Re: Semantics of change IDs (Re: Gerrit, GitButler, and Jujutsu projects collaborating on change-id commit footer)

"Remo Senekowitsch" <remo@xxxxxxxxxxx> · Wed, 23 Apr 2025 00:24:06 +0200

On Tue Apr 22, 2025 at 10:17 PM CEST, D. Ben Knoble wrote:
> On Wed, Apr 16, 2025 at 7:36 AM Remo Senekowitsch <remo@xxxxxxxxxxx> wrote:
>>
>> On Mon Apr 14, 2025 at 9:54 PM CEST, D. Ben Knoble wrote:
>> > On Wed, Apr 9, 2025 at 12:56 PM Nico Williams <nico@xxxxxxxxxxxxxxxx> wrote:
>> >> Let's nail down the semantics of these change ID headers.  Here is a
>> >> proposal to bang on:
>> >>
>> >>  - change IDs get preserved on cherry-pick and on `pick`s in rebases
>> >>
>> >>  - users can manually remove or change these change IDs, naturally,
>> >>    though generall they would not
>> >>
>> >>  - the actual change IDs are either free-form or they are URIs -- pick
>> >>    one, but if they are URIs they should be URIs to CRs, and approved
>> >>    CRs should perhaps have links to integration reports etc.
>> >
>> > Using URIs [to code reviews] looks to me like it makes some
>> > assumptions about what creates or consumes these headers, right?
>> > Especially since the URI should point to a code review… Is there a way
>> > to do that which is downstream-agnostic?
>> >
>> > Further, and maybe this is my ignorance of Gerrit showing: how would
>> > you attach a URI to a local commit when authoring it? You don't have
>> > the review URI when running `git commit`, do you? (Maybe I
>> > misunderstood; I'm seeing an odd chicken-egg problem here.)
>> >
>> > Which begs another question: what/who applies the initial change ID to
>> > a commit and when?
>>
>> These are all great questions, which the originally proposed format
>> (fixed-width reverse-hex) has answers to. I think a URI would be
>> strictly worse.
>
> Well, I think we still missed "what/who applies the initial change ID
> to a commit and when."

The tool that creates the commit, when it creates the commit. In the
context of this discussion, that's Git or Jujutsu. If the commit is
brand new, generate the change-id randomly. If it's the "spiritual
successor" of another commit, use that commit's change-id.

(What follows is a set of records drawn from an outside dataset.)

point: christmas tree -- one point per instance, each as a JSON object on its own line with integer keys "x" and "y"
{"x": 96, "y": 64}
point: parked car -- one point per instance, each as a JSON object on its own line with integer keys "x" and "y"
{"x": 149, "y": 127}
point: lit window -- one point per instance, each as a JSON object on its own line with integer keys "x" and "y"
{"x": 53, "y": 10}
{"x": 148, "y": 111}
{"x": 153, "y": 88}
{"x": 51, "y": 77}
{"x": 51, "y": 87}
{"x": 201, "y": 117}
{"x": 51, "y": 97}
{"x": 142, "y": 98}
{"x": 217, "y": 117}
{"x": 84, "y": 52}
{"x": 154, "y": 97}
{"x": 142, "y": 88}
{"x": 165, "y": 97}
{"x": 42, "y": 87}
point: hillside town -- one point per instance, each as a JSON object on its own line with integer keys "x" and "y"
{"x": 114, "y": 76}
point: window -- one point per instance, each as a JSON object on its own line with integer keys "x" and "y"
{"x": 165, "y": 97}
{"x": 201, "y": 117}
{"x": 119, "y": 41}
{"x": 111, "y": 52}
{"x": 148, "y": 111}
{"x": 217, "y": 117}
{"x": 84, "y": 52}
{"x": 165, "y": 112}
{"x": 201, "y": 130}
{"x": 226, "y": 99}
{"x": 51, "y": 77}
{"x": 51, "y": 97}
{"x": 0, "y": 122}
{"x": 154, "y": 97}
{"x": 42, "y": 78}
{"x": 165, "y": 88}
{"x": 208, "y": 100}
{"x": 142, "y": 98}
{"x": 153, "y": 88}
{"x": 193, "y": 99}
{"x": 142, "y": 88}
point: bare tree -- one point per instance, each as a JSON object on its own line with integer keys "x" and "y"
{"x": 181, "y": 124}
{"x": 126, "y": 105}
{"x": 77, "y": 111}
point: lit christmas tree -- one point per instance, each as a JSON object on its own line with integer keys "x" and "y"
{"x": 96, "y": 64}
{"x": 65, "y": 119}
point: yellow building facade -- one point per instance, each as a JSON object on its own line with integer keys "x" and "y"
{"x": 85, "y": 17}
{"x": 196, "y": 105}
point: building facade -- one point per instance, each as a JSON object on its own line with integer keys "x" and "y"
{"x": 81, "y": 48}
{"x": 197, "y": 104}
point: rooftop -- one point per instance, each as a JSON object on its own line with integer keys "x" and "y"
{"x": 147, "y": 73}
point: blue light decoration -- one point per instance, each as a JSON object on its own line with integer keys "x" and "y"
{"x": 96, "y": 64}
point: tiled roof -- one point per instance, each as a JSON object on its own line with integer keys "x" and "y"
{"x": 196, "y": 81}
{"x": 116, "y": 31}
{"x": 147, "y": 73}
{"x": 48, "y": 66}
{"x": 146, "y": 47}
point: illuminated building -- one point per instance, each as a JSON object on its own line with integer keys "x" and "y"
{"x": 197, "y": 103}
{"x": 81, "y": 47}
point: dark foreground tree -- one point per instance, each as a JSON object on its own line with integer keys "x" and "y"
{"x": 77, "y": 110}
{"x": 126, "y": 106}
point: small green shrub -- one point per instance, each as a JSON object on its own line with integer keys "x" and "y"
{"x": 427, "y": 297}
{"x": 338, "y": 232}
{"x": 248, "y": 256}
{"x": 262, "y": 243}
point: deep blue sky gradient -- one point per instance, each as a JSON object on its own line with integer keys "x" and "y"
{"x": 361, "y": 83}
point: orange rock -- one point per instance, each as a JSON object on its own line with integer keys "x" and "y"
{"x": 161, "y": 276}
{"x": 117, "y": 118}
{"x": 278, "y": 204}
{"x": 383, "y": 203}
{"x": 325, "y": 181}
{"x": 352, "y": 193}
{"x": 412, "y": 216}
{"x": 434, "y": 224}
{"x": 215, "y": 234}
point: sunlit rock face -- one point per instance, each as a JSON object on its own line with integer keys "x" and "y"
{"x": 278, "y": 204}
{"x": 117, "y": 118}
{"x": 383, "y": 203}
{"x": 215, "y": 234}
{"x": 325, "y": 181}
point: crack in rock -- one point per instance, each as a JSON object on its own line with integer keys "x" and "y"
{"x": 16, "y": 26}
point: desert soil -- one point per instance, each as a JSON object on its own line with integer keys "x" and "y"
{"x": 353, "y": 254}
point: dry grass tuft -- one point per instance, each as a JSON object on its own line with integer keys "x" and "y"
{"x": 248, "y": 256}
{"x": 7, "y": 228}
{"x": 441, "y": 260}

Btw. since the thread was started, the implementation in Jujutsu has
been completed and I've been pushing commits with the change-id header
to various remotes for a while now. It works well. Forges can start
taking advantage of it. (I hope I find time to help work on that.)

> But the treatment below is something I agree with and failed to
> convey, I think: namely, URIs seem to encode too much
> "unportable"/"specific" information in Git. I feel like the current
> design is not really "tool-agnostic" as much as "built on a universal
> core." That seems valuable and prone to more longevity.
>
>>
>> * Using a reverse-hex ID makes no assumptions about what consumes these
>>   headers. There can be multiple different consumers which treat the ID
>>   differently with different URI schemes.
>>
>> * Attaching a reverse-hex ID to a local commit when authoring it is
>>   trivial: you generate it randomly.
>>
>> This is one of those cases where being maximally restrictive about the
>> format will enable maximal flexibility downstream.
>>
>> One example: GitHub has a URL scheme that looks like this:
>> github.com/org/repo/compare/<ref1>..<ref2>
>>
>> This doesn't work if the refs contain slashes, as branches sometimes do
>> (e.g. feat/foo, username/bar). If the change-id is a URI, this type of
>> URL scheme doesn't work reliably.
>>
>> That is not to say we should design the change-id around GitHub, it's
>> just an example how making the format more free-form (URI is more
>> free-form than fixed-width reverse-hex) makes it more difficult to get
>> stuff working downstream.
>>
>> And lastly, laser-etching the URI scheme of one particular tool into
>> your commit history means the history is at great risk of degrading
>> over time. URI schemes change, domains change, tools become outdated
>> and are replaced.
>>
>> Adding some ephemeral configuration to a tool that constructs a URI out
>> of a reverse-hex ID on the other hand is trivial.
>
> Yep.
>
>> > PS This discussion feels somewhat related to the classic GitHub
>> > problem of not presenting interdiffs/range-diffs: GitHub shows a
>> > too-flat source diff on force-pushes. Perhaps better web UI tooling
>> > about interdiff review (which I think is one of the things Gerrit
>> > does/wants to do?) makes change IDs less necessary, since interdiffs
>> > help connect evolutions of commits?
>>
>> I think it's the other way around: Building a code review UI built on
>> git and centered around interdiffs today is _hard_, that's why we don't
>> have it yet. Adding change-ids to commits will make it much easier,
>> paving the way for these tools to be implemented.
>
> Fair point, although GitHub's detection of force-pushes makes me think
> it could split a PR into versions at that point, cross-link backwards
> and forwards by one version (from the force-push detection), show
> range-diffs between versions based on the target branch of the merge,
> and even follow the cross-links to show an overall sequence of
> versions.
>
> But I don't work there, so presumably it's harder than that :)

I agree that forges still have a lot of potential to improve their code
review UIs even without change-ids. But tracking individual patches
across force-pushes is not as easy as calling git range-diff. Its
manpage says the output is not stable for machines to read and the
algorithm it uses has cubic runtime complexity. Not something I'd want
to use on my backend if the user controls the input. So the next best
thing is to reimplement it using cheaper (but worse) heuristics. The
author timestamp would probably be a good start. But at that point,
you're looking at a lot of work for what users will perceive as an
unreliable and inconsistent experience.

> I sincerely hope to make it easier if it's really that hard! And,
> though my opinion matters little, I'm having a hard time piercing the
> conversation to see a "universal core" that solves the desired
> problem. Maybe I'm not reading carefully enough, and maybe a summary
> would help. I greatly appreciated the work of previous folks to
> summarize the current thread status.

--
Best regards,
Remo